Later in November, Appling claimed he had not yet received the refund when, in fact, he had, for $59,000, which he applied to his business. After the litigation settled in 2006, Lamar Archer discovered Appling had received the refund and it was not available to pay the firm's fees.
Lamar Archer sued Appling and obtained the $104,000 judgment. Appling filed for Chapter 7 bankruptcy and Lamar Archer asserted its claim in the Middle District of Georgia that Appling's debt to the firm was not dischargeable because it was the result of “false pretenses, a false representation, or actual fraud.”
Under the bankruptcy code, if a false statement is “respecting the debtor's or an insider's financial condition,” and the statement is in writing, the debt can be discharged.
The bankruptcy court held that Appling's statements about the tax refund were not statements “respecting” his financial condition because they did not address his overall financial condition or net worth. His debt could not be discharged, according to that court. The district judge agreed, but the U.S. Court of Appeals for the Eleventh Circuit in February 2017 reversed the decision.

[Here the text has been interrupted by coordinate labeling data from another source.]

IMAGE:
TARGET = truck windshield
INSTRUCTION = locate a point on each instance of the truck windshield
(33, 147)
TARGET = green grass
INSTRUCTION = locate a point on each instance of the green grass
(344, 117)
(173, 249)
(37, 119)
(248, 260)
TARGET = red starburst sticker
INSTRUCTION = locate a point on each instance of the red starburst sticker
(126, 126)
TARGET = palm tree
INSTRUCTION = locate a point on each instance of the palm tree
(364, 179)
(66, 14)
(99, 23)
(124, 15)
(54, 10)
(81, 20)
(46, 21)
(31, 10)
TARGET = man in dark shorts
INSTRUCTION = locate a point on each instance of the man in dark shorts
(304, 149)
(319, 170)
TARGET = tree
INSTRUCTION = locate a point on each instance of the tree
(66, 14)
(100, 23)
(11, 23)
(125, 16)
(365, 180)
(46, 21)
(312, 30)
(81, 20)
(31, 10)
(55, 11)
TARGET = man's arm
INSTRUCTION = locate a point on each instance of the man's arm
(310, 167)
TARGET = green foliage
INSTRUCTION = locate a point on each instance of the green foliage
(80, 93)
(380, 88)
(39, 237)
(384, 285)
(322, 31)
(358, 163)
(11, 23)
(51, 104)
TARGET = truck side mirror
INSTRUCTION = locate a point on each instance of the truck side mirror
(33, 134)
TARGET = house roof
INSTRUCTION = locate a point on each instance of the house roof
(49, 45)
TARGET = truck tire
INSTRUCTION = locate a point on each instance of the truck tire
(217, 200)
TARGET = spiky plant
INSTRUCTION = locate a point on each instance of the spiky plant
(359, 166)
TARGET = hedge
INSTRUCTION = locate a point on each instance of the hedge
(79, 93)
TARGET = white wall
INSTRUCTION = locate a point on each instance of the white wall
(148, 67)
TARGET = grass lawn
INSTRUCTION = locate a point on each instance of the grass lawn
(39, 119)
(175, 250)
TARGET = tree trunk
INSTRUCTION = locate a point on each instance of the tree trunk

The appellate court concluded that a statement about an asset is one “respecting” financial condition because it is related to the debtor's net worth, and so Appling's debt is dischargeable in bankruptcy.
The dispute in the Supreme Court centers on §§523(a)(2)(A) and 523(a)(2)(B) of the bankruptcy code.
Gregory Garre (2012). Credit: Diego M. Radzinschi/ ALMDuring hourlong arguments this week, Lamar Archer's counsel, former U.S. Solicitor General Gregory Garre of Latham & Watkins, told the justices, “Our view is that a statement respecting financial condition is a statement that purports to present a picture of one's overall financial situation. And there are several things that could qualify as that.”
Garre gave as examples: a balance statement or sheet; an indication of net worth and a credit score.
“All of these things look to one's overall financial situation, not to just one side of the ledger, an asset or a liability, and present a picture of overall financial status,” Garre said. Appling's interpretation, he added, would eliminate “respecting” as a term of limitation and any individual input, individual asset or individual liability would become a statement respecting financial condition.
Garre argued that Congress could not have intended for a debtor who engaged in obvious deceitful conduct against a blameless creditor to discharge that debt. “There's no reason to think Congress would want to promote that kind of behavior,” he said.
But Justice Ruth Bader Ginsburg interjected, “Why wouldn't the result be to get people, especially law firms, to do things in writing?”
Mayer Brown partner Paul Hughes, representing Appling, told the justices that the “clearest test” is to ask: “Does the statement describe what would be a line item on one's balance sheet or income statement? So I think another way to look at this case is a statement that shows ability-to-pay liquidity is a statement that goes to financial condition.”
Appling's statement about the tax refund, Hughes added, “is obviously a statement about ability to pay. And so I think that does confirm that it is a statement respecting financial condition.”
The United States is an amicus party supporting Appling and Jeffrey Sandberg, an assistant to the solicitor general, shared argument time with Hughes. Lamar Archer is supported in the high court by the National Federation of Independent Business Small Business Legal Center.